I didn't say quite all I wanted to say in that last post, I realized, because the question still remains, if self-knowledge is the foundation of God's love, how does one find oneself? From what I have read and learned, it turns out the saints are pretty unanimous on this account, too. The answer is best stated by John the Baptist (and how fitting for today, the the feast of the Baptism of the Lord): "He must increase, but I must decrease." (John 3:30)
This is also expressed again in John 12:24: "Unless a grain of wheat falls to the ground and dies, it remains alone; but if it dies, it bears much fruit." This feels counter-intuitive, but if you think about the purpose of a grain of wheat, it is to cease being itself and to become something else entirely - a growing plant. Unless it is cracked and burst open, it will remain static its whole existence, which can barely be called life. It will never change, and it will not fulfill its purpose. So, it must "die" to create new life. I interpret this dying as the act we all must make, in casting aside our fears and masks, and allowing our egos to die. It doesn't matter to lose one's ego; let's not confuse that with personality or the inner light that makes you you. Rather, ego is the web of self-deceit we gather around ourselves: fear of being inadequate, fear of not being pretty enough or successful enough, the desire to always be first, to fault-find with others, and so on. Removing the ego, as the saints have found, and learning to rely instead of God to hold ourselves together, is what allows us to get to our true self. The ego is never in your corner and it is the least authentic part of you, because it is the most fearful.
Bishop Fulton Sheen wrote quite a lot on the ego and its place as a stumbling block on the path toward Christ: "No one discovers anything big unless he makes himself small." And: "I don't want my life to be mine, I want it to be Christ's. The more ego there is, the less there is of Christ." I see what he means, and that even beyond, nothing really is yours. Your time certainly is not yours, and your talents are not. They all belong to God. “If you do not worship God, you worship something, and nine times out of ten it will be yourself. You have a duty to worship God, not because He will be imperfect and unhappy if you do not, but because you will be imperfect and unhappy.”
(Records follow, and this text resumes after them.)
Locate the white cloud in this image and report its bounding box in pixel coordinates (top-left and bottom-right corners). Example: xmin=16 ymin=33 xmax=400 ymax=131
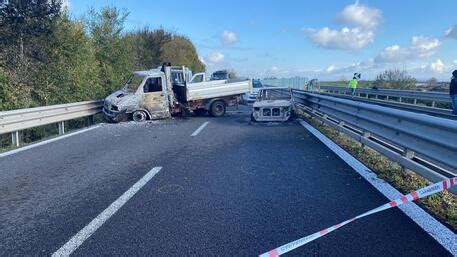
xmin=60 ymin=0 xmax=70 ymax=12
xmin=270 ymin=66 xmax=279 ymax=72
xmin=305 ymin=27 xmax=374 ymax=49
xmin=376 ymin=36 xmax=441 ymax=63
xmin=221 ymin=30 xmax=238 ymax=45
xmin=430 ymin=59 xmax=446 ymax=73
xmin=198 ymin=55 xmax=208 ymax=65
xmin=325 ymin=65 xmax=336 ymax=72
xmin=206 ymin=52 xmax=224 ymax=63
xmin=336 ymin=1 xmax=382 ymax=30
xmin=444 ymin=25 xmax=457 ymax=39
xmin=303 ymin=2 xmax=382 ymax=49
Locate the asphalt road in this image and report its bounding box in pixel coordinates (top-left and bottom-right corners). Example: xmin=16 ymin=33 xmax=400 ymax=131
xmin=0 ymin=105 xmax=450 ymax=256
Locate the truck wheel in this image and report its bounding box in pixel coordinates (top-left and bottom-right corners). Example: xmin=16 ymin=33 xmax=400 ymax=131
xmin=210 ymin=101 xmax=225 ymax=117
xmin=194 ymin=109 xmax=206 ymax=116
xmin=132 ymin=111 xmax=148 ymax=122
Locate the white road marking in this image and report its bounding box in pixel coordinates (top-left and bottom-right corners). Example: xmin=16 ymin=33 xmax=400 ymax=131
xmin=298 ymin=119 xmax=457 ymax=256
xmin=0 ymin=125 xmax=100 ymax=158
xmin=52 ymin=167 xmax=162 ymax=254
xmin=190 ymin=121 xmax=209 ymax=137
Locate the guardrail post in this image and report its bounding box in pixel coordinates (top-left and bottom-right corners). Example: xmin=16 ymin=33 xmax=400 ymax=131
xmin=338 ymin=120 xmax=345 ymax=136
xmin=321 ymin=114 xmax=328 ymax=125
xmin=402 ymin=149 xmax=415 ymax=174
xmin=11 ymin=131 xmax=21 ymax=147
xmin=360 ymin=131 xmax=371 ymax=149
xmin=59 ymin=121 xmax=65 ymax=135
xmin=86 ymin=114 xmax=95 ymax=127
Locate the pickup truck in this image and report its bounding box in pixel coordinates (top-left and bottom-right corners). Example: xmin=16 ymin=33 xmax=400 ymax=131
xmin=103 ymin=64 xmax=252 ymax=122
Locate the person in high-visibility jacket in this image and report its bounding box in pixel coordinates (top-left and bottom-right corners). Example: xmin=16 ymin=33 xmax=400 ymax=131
xmin=348 ymin=76 xmax=358 ymax=96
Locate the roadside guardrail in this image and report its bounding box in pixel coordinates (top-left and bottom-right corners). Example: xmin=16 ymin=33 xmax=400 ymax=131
xmin=292 ymin=89 xmax=457 ymax=193
xmin=319 ymin=85 xmax=451 ymax=107
xmin=0 ymin=100 xmax=103 ymax=146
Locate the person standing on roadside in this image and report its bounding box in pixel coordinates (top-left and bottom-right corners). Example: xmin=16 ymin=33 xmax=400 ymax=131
xmin=449 ymin=70 xmax=457 ymax=115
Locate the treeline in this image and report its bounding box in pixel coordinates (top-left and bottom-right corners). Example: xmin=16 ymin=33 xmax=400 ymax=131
xmin=0 ymin=0 xmax=205 ymax=111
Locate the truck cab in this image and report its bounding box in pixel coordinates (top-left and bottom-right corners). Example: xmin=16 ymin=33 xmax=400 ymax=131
xmin=103 ymin=70 xmax=175 ymax=121
xmin=103 ymin=64 xmax=252 ymax=122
Br. Athanasius on Friday night talked about a flower growing (remember, that is the more important part, after the seed has died). He said, a flower does not know how it will grow. It does not sit and plan its own beauty. Similarly, we cannot micromanage our own progress in life because what God has in store for us is so much more unbelievably beautiful and real than anything we can imagine for ourselves. This certainly is true, even when I struggle with it. I struggle with it now, because I like to plan and there are certain things in my life I would like now, in a certain way, the way I see them. But, God must be telling me there is something else. And so I wait, like a flower unfolding, and that is fine, because many saints (known and unknown) have come before me and known this to be the absolute truth, that this is how God works, that we must decrease our egos so that He can increase. That we must make room for him in our lives so that we can be the real person He created us to be. In other words, I must get out of my own way! Truer words have never been spoken.
Lots of prayers on this topic. But, there is one very simple prayer that really covers all of this: Father, your will be done.